The roots of the horror that is modernist architecture go back to the early years of the 20th century, a time when the worlds of art, literature and music were all beginning to embrace the cult of modernism. In architecture things really got going when Walter Gropius founded the Bauhaus.
Of course no-one actually wanted the bleak, depressing and ugly architecture promoted by the Bauhaus. The only clients these architects got were socialist governments wanting to build housing for the workers. The workers, naturally, were not asked how they felt about having to live in these architectural horrors.
Modernist architecture got its big break when suddenly these European architects, people like Gropius and Ludwig Mies Van Der Rohe, arrived in the United States as refugees in the 30s. As Wolfe puts out, they were welcomed like great white gods who had consented to come down to earth and dwell among mortals. American architectural schools were falling over themselves to employ these godlike beings and young American architects eagerly abandoned any thought of trying to create distinctively American architecture in favour of a slavish colonial devotion to whatever the Europeans told them was the latest thing.
The result of all this was the abomination that became known as the International Style. Boxes. Boxes of glass, steel and concrete.
The Bauhaus had been a kind of arty compound, cut off from the real world. The emphasis, as with modernist painting, was on theory. It was not necessary for the Bauhaus architects to have the buildings they designed actually built. Buildings that only ever existed on paper were just as good as real buildings. This emphasis on theory was something they brought to America with them. Getting academic posts was what counted. Once the modernists dominated the schools they could ensure that the International Style became the only approved style. It was the new orthodoxy and it was to be enforced.

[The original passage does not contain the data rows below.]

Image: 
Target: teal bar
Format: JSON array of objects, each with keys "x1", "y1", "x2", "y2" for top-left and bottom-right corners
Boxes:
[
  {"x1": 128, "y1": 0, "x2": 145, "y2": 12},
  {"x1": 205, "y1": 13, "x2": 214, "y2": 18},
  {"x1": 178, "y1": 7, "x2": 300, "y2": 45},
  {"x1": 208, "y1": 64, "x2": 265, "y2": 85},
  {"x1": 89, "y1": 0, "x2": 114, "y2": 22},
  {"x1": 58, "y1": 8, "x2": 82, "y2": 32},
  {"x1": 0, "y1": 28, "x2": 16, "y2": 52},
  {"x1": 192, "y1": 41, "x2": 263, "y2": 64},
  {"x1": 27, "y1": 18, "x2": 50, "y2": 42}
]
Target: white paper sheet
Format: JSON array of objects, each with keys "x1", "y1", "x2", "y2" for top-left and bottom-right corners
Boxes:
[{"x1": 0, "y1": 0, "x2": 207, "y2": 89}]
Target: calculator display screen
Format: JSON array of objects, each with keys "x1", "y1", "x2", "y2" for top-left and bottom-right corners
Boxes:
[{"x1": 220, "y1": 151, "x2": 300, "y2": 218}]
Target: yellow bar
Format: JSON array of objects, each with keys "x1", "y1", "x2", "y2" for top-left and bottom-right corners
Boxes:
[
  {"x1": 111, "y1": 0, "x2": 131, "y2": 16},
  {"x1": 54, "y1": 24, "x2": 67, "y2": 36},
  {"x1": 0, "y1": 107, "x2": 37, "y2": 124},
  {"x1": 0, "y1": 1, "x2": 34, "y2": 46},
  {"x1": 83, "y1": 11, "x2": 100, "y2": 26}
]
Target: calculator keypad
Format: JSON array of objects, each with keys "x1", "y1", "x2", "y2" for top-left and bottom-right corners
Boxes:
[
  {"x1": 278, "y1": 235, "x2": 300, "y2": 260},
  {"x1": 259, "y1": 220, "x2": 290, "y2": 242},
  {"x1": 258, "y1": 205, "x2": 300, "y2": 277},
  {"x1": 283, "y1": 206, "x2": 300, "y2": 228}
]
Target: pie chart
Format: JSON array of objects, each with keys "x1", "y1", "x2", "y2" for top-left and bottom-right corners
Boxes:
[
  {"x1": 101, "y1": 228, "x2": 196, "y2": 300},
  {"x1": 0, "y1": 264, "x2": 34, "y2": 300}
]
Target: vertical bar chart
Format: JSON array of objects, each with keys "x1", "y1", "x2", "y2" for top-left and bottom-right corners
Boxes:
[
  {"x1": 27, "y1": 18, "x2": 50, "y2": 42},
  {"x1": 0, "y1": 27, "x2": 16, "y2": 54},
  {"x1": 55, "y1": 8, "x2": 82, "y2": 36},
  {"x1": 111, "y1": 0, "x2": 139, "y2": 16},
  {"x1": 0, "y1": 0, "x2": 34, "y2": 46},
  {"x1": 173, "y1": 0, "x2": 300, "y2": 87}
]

An exclusive focus on theory was of course the hallmark of modernism in every field.
The horrors of modernism are of course mostly avoidable but architecture is kind of hard to avoid. People could not be forced to enjoy modernist paintings or modernist music but they could be forced to live and work in the soul-destroying boxes of modernist architecture.
Having done a brilliantly effective hatchet job on the modernists Wolfe then turns his attention to the post-modernists and proceeds to savage them as well, and rightly so.
In politics there is no weapon quite so devastating as ridicule and Wolfe is the master when it comes to wielding that particular sword. He’s in top form here. From Bauhaus to Our House is a very very funny book. Not just amusing but laugh-out-loud funny. But it’s not just funny, it offers extremely perceptive and important insights into the ways in which political and cultural elites operate. Wolfe understood right from the start just how vital cultural and artistic battles are.